Angelina Jolie has scored her second nomination in the Golden Globes’ Best Foreign Language Film category with Cambodia’s First They Killed My Father. The Netflix drama is also the representative from Cambodia for the Foreign Language Oscar, whose shortlist comes out at the end of this week.
Jolie’s 2011 Bosnian War-set In the Land of Blood and Honey also was nominated by the Hollywood Foreign Press Association, but was ineligible for the comparable Oscar race as it was an American film and the U.S. cannot submit movies to the category. With the current film, Jolie is the highest-profile American director to represent another country in another tongue as the Oscar submission. At the Globes, Clint Eastwood previously won in the category for his 2006 Japanese drama Letters From Iwo Jima.

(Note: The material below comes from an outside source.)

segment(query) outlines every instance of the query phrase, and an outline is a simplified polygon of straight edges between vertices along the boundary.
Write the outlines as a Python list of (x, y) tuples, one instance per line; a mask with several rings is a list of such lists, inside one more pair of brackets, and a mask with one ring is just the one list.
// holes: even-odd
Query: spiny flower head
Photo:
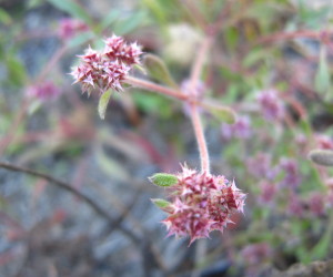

The five nominees announced for the Best Foreign Language Golden Globe today — A Fantastic Woman, In The Fade, Loveless, The Square and First They Killed My Father — are all seen as strong candidates for a slot on the Oscar shortlist, but the two voting orgs do not always match up. Last year’s entry from France, Elle, was nominated for a Globe and eventually won the prize. In a stunning omission, AMPAS gave it a pass.

The HFPA has shown great affection for France in past years, but this time around shut out Robin Campillo’s BPM, a leading contender for Oscar’s shortlist. It won the Grand Prize in Cannes this year as well as the Best Foreign Language Film award from the New York Film Critics (tying in the Los Angeles Film Critics’ same category), a European Film Award, and landed on Sight & Sound’s Top 25 list of 2017 movies.
Films from Cannes that are in the Globes mix include Ruben Ostlund’s Palme d’Or winner The Square which on Saturday night swept the European Film Awards and recently earned a berth in the National Board of Review’s Top 5. Ostlund’s previous film, Force Majeure, was nominated at the Globes but missed the Oscar nominations in a widely heard snub.
Also in the mix at the Globes is Andrey Zvyagintsev’s Russian family drama Loveless, winner of Cannes’ Jury Prize. Zvyagintsev is the only nominee to have previously won a Golden Globe, with 2014’s Leviathan. The film was also nominated for an Oscar, but that statue ultimately went to Pawel Pawlikowski’s Ida.
Fatih Akin is up for the Globes for the first time with In the Fade, his German terrorism drama that won Diane Kruger the Best Actress prize in Cannes. The film is Germany’s Oscar representative, the second time Akin has had the honor after 2007’s The Edge of Heaven.

Also with his first Golden Globe nomination is Sebastian Lelio for A Fantastic Woman. The film about a young transgender waitress and singer who is forced to confront suspicion and contempt after the death of her older lover won the Silver Bear Best Screenplay prize in Berlin this year and has an Indie Spirit nom as Best International Film.
A Fantastic Woman is produced by Fabula’s Juan de Dios Larraín and Pablo Larraín. The latter has repped Chile four times at Oscar with his own directing efforts and scored a nomination for 2012’s No. The Globes have nominated him twice, making this the third year in a row that Chile has been included in the race.
Lelio today said he is “hopeful that the recognition will help to further the stories of strong people who face adversity every day just to live as themselves.”
For reference, since 2010, the Globes and the Oscars have matched up on eventual winners five times with: 2015’s Son Of Saul, 2013’s The Great Beauty, 2012’s Amour, 2011’s A Separation and 2010’s In A Better World.